Corn and Couscous Salad

This recipe is from the "Martha Stewart's Dinner at Home" cookbook.

Martha Stewart Living, September 2003 http://www.marthastewart.com/263294/corn-and-couscous-salad
3.5
Rated
70100(4)4
  • Prep Time 10 minutes
  • Total Time 30 minutes
  • Yield Serves 4

Ingredients

    • 1 teaspoon curry powder
    • 2 teaspoons grainy mustard
    • 1 tablespoon white-wine or sherry vinegar
    • Coarse salt and freshly ground pepper
    • 4 tablespoons extra-virgin olive oil
    • 3/4 cup couscous
    • 1 Vidalia or other sweet onion, diced
    • 3 garlic cloves, minced
    • 1 red chile, minced (optional)
    • 3 cups fresh corn kernels (about 4 cobs)
    • 1/4 cup finely chopped fresh cilantro

Directions

  1. In a medium bowl, whisk together curry powder, mustard, and vinegar.
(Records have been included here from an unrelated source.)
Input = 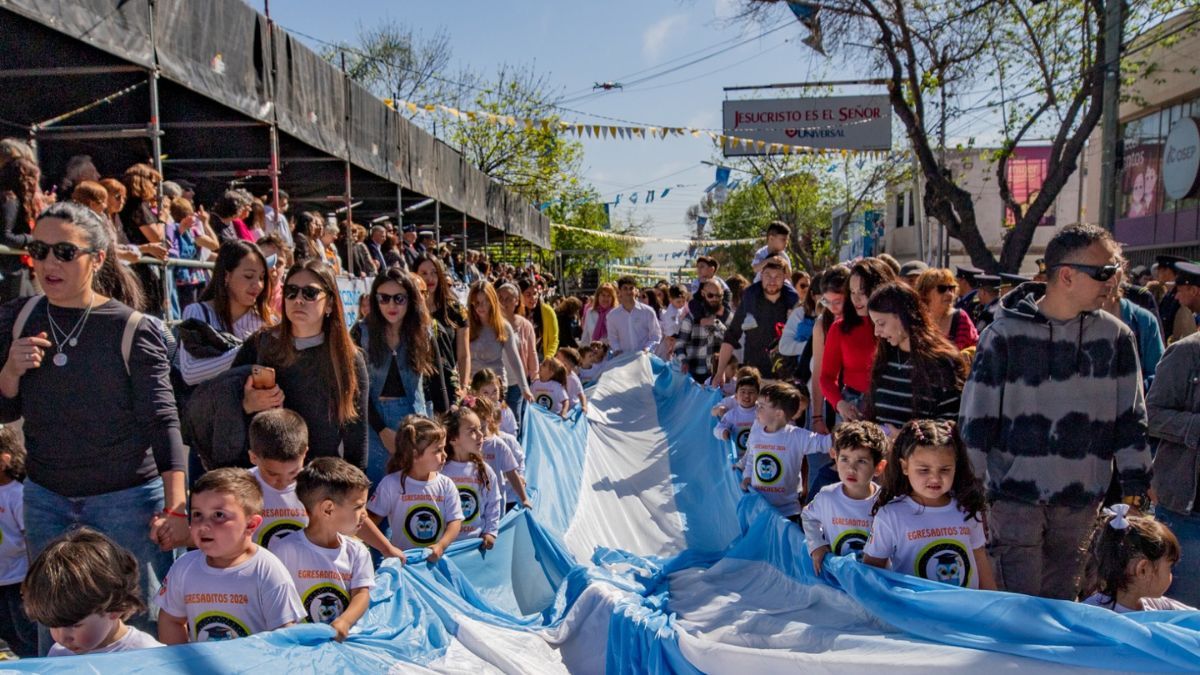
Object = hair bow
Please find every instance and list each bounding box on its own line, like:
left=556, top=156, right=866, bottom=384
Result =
left=1103, top=503, right=1132, bottom=530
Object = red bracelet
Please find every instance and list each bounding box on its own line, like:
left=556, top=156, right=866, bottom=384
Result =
left=163, top=508, right=189, bottom=519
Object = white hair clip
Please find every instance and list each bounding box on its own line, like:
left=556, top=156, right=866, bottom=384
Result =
left=1103, top=503, right=1132, bottom=531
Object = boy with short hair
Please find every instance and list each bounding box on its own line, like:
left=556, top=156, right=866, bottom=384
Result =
left=248, top=410, right=310, bottom=549
left=555, top=347, right=588, bottom=412
left=269, top=458, right=374, bottom=641
left=752, top=221, right=791, bottom=280
left=713, top=367, right=761, bottom=463
left=801, top=421, right=888, bottom=574
left=740, top=382, right=830, bottom=523
left=156, top=468, right=305, bottom=643
left=249, top=409, right=404, bottom=560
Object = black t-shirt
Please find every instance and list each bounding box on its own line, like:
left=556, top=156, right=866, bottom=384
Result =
left=0, top=297, right=185, bottom=497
Season with salt and pepper. While whisking, slowly drizzle in 3 tablespoons oil; whisk until emulsified. Set aside.
  2. Place couscous in a large bowl. Bring 1 cup water to a boil; pour over couscous; stir to combine. Cover with a plate; let steam until water is absorbed, about 5 minutes. Fluff with a fork; set aside.
  3. Heat remaining tablespoon oil in a large skillet over medium heat. Add onion, and cook, stirring, until softened, about 4 minutes. Stir in garlic and chile; cook, stirring, until softened, about 2 minutes. Add corn, and cook until bright yellow and just tender, about 2 minutes. Stir corn mixture into couscous. Add curry vinaigrette and cilantro; toss to combine. Serve warm or at room temperature.